| Outcome | Probability | Yes Bid | Yes Ask | 24h Change | Volume | |
|---|---|---|---|---|---|---|
| Miami -2.5 first 5 innings | 0% | 0¢ | 0¢ | — | $0 | Trade → |
| Miami -1.5 first 5 innings | 0% | 0¢ | 0¢ | — | $0 | Trade → |
| Colorado -1.5 first 5 innings | 0% | 0¢ | 0¢ | — | $0 | Trade → |
| Colorado -2.5 first 5 innings | 0% | 0¢ | 0¢ | — | $0 | Trade → |
This market asks traders to pick which run-differential bracket will describe the game between Colorado and Miami after the first five innings. It matters because early-game performance is driven by starting pitchers and initial bullpen usage, offering a distinct informational edge compared with full-game markets.
The market covers only the first five innings of the scheduled Colorado vs Miami game and offers four discrete spread outcomes; the market page lists the exact numerical brackets.
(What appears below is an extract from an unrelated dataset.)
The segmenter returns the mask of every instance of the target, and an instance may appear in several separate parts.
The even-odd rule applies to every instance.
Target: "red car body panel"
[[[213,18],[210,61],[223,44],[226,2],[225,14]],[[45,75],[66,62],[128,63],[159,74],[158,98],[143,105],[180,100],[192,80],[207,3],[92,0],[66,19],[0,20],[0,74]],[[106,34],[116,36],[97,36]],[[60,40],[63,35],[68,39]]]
First-five markets isolate early-game dynamics and typically respond quickly to starting-pitcher announcements, lineup changes, and weather or stadium conditions. Historical first-five splits for the teams and the announced pitchers provide useful context but are not determinative.
Market prices represent collective trader expectations about which spread bracket will hold after five innings; price changes reflect new information (pitching news, scratches, weather). Use prices as a real-time sentiment indicator rather than a fixed forecast.
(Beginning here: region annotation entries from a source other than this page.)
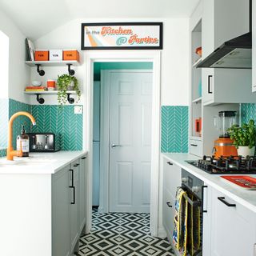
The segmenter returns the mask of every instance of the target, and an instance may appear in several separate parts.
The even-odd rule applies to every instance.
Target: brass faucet
[[[27,118],[29,118],[33,124],[33,126],[35,126],[36,122],[34,118],[34,117],[28,112],[25,111],[20,111],[14,114],[10,120],[8,124],[8,145],[7,145],[7,160],[14,160],[14,157],[22,157],[22,149],[21,147],[21,150],[14,150],[13,146],[12,146],[12,141],[13,141],[13,123],[14,119],[20,116],[20,115],[25,115]]]

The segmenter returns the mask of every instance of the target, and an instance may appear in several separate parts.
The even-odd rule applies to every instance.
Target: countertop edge
[[[178,158],[182,158],[182,154],[170,154],[170,153],[162,153],[162,156],[166,158],[168,160],[172,161],[174,164],[179,166],[181,168],[189,171],[191,174],[196,176],[197,178],[200,178],[201,180],[202,180],[203,182],[206,182],[208,185],[213,186],[214,188],[215,188],[216,190],[219,190],[221,193],[225,194],[226,196],[228,196],[229,198],[232,198],[233,200],[238,202],[238,203],[240,203],[241,205],[244,206],[245,207],[246,207],[247,209],[254,211],[254,213],[256,213],[256,204],[253,204],[248,201],[246,201],[246,199],[242,198],[241,196],[237,195],[235,194],[234,194],[232,191],[232,190],[234,190],[234,186],[232,185],[229,185],[228,183],[226,183],[226,182],[225,181],[222,181],[219,180],[218,182],[220,182],[221,184],[218,184],[216,182],[214,182],[214,180],[211,179],[216,179],[218,180],[218,178],[219,178],[219,175],[215,175],[215,174],[209,174],[206,173],[202,173],[200,174],[200,171],[202,172],[202,170],[200,170],[199,169],[190,165],[189,163],[186,163],[185,162],[185,160],[195,160],[195,159],[199,159],[199,158],[195,157],[194,155],[191,155],[190,154],[183,154],[184,155],[184,158],[183,160],[181,159],[177,159],[177,156],[178,157]],[[176,156],[176,159],[175,159],[175,156]],[[207,178],[207,175],[210,175],[210,177]],[[211,179],[210,179],[211,178]],[[221,185],[226,186],[226,188],[224,188],[223,186],[222,186]],[[237,191],[238,192],[241,192],[241,193],[248,193],[248,194],[250,193],[255,193],[255,190],[242,190],[242,189],[239,189],[238,187],[237,188]],[[255,194],[254,194],[253,196],[255,197]]]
The market settles on the official run differential after the first five completed innings; only events from innings 1–5 are counted and extra-inning play does not affect settlement.
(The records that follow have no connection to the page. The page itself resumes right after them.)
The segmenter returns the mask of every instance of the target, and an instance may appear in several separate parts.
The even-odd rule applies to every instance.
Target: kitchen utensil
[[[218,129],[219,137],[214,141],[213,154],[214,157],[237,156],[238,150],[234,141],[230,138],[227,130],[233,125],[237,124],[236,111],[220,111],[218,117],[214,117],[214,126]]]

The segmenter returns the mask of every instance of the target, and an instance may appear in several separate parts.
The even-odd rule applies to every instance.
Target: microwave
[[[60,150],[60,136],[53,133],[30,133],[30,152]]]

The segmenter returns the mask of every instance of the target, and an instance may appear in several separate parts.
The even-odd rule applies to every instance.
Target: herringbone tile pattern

Each outcome corresponds to a defined run-differential bracket for the first five innings (two favor Colorado at different margins and two favor Miami at different margins). The event page shows the exact numerical thresholds for each bracket.
Starting pitcher identity and late scratches are primary drivers of price movement because they change expected run scoring over the first five innings; traders typically reprice once pitchers or official lineups are confirmed.
Settlement in the event of a delay, suspension, or cancellation depends on the exchange’s rules for this market; such markets are commonly voided or settled according to an official-shortened-game policy. Check the KALSHI event page and rules for the precise settlement procedure.
Trading usually intensifies in the hours and minutes before the scheduled first pitch as starting-pitcher news, official lineups, and weather updates arrive; significant in-game news or scratches can also trigger late movement prior to market close.